Published: Feb 04, 2013

The N.F.L., faced with increasing concern about the toll of concussions and confronted with litigation involving thousands of former players, is planning to form a partnership with General Electric to jump-start development of imaging technology that would detect concussions and encourage the creation of materials to better protect the brain. The four-year initiative, which is expected to begin in March with at least $50 million from the league and G.E., is the result of a late October conversation between Commissioner Roger Goodell and G.E.’s chief executive, Jeffrey Immelt, a former offensive tackle at Dartmouth.
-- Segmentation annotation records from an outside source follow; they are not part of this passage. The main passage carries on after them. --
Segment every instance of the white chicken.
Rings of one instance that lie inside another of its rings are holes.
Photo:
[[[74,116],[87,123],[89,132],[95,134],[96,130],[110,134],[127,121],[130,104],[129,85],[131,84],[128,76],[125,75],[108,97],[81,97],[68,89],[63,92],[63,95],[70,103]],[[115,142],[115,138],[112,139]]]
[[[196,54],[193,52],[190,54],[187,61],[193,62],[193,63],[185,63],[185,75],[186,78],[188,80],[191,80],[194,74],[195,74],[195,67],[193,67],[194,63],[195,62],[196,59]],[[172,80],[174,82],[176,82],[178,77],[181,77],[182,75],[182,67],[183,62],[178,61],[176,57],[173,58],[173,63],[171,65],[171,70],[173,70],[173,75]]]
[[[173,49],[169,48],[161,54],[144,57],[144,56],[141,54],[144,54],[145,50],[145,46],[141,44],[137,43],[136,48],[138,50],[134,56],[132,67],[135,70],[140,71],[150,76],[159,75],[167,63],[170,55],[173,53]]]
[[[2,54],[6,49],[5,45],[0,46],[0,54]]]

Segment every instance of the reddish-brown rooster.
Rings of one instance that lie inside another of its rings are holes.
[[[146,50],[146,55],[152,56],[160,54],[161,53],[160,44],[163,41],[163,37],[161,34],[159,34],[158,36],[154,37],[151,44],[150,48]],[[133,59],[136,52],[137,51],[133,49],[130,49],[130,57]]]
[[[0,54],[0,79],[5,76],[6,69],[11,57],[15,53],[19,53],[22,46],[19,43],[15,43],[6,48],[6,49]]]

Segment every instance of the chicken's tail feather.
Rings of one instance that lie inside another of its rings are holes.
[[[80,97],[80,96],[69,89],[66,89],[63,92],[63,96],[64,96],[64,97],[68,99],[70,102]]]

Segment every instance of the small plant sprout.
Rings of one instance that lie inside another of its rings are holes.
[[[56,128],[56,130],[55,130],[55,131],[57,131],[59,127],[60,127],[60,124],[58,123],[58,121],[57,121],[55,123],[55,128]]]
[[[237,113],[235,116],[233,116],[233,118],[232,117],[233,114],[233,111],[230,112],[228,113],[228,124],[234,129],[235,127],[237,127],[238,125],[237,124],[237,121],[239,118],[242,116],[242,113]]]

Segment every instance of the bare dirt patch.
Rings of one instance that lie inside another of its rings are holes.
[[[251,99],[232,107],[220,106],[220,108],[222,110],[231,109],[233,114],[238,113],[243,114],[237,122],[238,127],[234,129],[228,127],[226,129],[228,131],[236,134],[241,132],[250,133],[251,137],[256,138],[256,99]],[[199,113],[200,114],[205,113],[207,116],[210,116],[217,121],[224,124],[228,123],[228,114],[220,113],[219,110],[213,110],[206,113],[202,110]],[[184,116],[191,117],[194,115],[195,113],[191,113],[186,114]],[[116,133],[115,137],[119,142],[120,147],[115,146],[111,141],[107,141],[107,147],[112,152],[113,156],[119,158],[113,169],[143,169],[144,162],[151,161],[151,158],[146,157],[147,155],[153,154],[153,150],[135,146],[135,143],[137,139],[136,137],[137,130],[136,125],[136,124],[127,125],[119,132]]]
When Goodell explained his idea of getting leading companies in innovation to join the N.F.L. to accelerate research, Immelt said he wanted to help. After years of insisting there was no link between head injuries sustained on the field and long-term cognitive impairment, the N.F.L. has altered rules, fined and suspended players who hit opponents in the head and contributed millions of dollars for the study of head injuries. “Is this their way of defending themselves with this cloud over the sport? I’d be lying if I told you it had nothing to do with it,” Kevin Guskiewicz, the founding director of the Matthew Gfeller Sport-Related Traumatic Brain Injury Research Center at the University of North Carolina, said of the initiative. Guskiewicz is a member of the league’s Head, Neck and Spine Committee and the chairman of a subcommittee focused on safety equipment and playing rules. He will work with the N.F.L. and G.E. to identify areas of focus. “They’ve got to protect their image right now; the headlines are not good headlines,” he said, referring to the league. “Football has an image problem. There is some of that. But I do think the N.F.L. is smart to partner with some major technology gurus.”